This study focuses on testing a simple method to detect a phenomenon called rogue bypass that affects numerous buildings with a hot water recirculation loop and has a negative impact on the performance of preheat systems such as solar thermal and cogeneration systems. It was determined in a previous study conducted at a building in The Bronx that rogue bypass was the cause of a 45% performance degradation of the solar thermal system. Since preheat systems such as solar thermal and combined heat and power (i.e. CHP or cogeneration) are becoming more and more popular in multifamily buildings, the goal of this study is to test a method that could potentially be implemented at a site as part of a feasibility study before installing a preheat system.

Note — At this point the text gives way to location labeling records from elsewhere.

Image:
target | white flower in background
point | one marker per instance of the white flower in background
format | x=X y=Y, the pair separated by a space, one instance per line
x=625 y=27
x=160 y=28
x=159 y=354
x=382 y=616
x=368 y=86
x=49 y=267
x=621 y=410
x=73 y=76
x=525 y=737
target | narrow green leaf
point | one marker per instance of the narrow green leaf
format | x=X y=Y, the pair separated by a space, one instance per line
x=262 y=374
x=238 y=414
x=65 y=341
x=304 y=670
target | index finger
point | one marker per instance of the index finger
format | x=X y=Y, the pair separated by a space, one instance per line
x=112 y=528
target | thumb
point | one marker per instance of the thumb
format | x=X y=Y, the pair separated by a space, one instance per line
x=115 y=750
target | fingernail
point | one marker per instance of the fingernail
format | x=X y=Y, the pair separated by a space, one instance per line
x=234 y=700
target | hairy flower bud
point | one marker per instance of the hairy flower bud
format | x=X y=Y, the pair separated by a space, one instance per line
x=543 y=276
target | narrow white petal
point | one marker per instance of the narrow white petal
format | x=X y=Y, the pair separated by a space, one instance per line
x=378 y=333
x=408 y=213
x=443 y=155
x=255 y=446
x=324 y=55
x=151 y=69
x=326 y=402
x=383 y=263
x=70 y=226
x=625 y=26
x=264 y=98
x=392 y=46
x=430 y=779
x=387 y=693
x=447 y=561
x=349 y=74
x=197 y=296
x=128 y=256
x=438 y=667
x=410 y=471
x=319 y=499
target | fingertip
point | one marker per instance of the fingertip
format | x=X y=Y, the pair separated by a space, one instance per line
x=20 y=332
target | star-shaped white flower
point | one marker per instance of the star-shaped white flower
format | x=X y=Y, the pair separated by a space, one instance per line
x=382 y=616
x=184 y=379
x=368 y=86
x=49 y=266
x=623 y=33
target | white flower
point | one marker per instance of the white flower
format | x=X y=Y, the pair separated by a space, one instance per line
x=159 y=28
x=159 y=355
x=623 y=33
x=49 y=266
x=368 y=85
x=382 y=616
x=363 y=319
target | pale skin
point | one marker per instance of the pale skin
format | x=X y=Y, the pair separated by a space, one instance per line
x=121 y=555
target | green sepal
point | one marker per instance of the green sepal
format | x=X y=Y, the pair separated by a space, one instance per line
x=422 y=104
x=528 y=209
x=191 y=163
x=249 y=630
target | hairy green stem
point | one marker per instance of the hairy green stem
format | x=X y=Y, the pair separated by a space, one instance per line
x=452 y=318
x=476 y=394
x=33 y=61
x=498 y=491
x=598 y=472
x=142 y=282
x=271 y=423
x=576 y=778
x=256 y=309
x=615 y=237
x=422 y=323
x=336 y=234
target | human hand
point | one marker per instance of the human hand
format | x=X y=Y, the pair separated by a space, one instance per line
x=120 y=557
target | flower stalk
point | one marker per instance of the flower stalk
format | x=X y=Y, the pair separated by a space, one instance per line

In the previous study, a costly flowmeter-based experiment was necessary to detect and measure rogue bypass, but a simplified methodology had been proposed to detect rogue bypass. In this study, we implemented the proposed simplified methodology on 12 recirculation loops at multifamily buildings in Manhattan and The Bronx. The methodology consists of measuring temperatures at four locations on the domestic hot water system and the status of the recirculation pump. Measurements were recorded for a period of two weeks. The advantage of this method is that it can easily be translated from one preheat system to another, since there is no measurement point on the preheat system itself.
The main metric used in this study is the temperature difference between the domestic hot water temperature and the recirculation loop temperature. One would expect this metric to be almost constant at all times, since no fluid is added to the loop between the supply and return temperature sensors in an ideal situation, and the only temperature drop is from radiative and conductive losses. Bright Power analyzed the ΔT data sets for each building and found various criteria that were identified in the previous study that would help determine the presence of rogue bypass at each building. Two tests were performed on these data sets: a visual screening and a statistical analysis.
The results of these two tests were combined to determine the probability of rogue bypass at each building. Out of the ten recirculation loops in the final data set, three of the buildings are probably experiencing significant rogue bypass. The methods described in this report appear to be promising ways to identify buildings potentially affected by rogue bypass.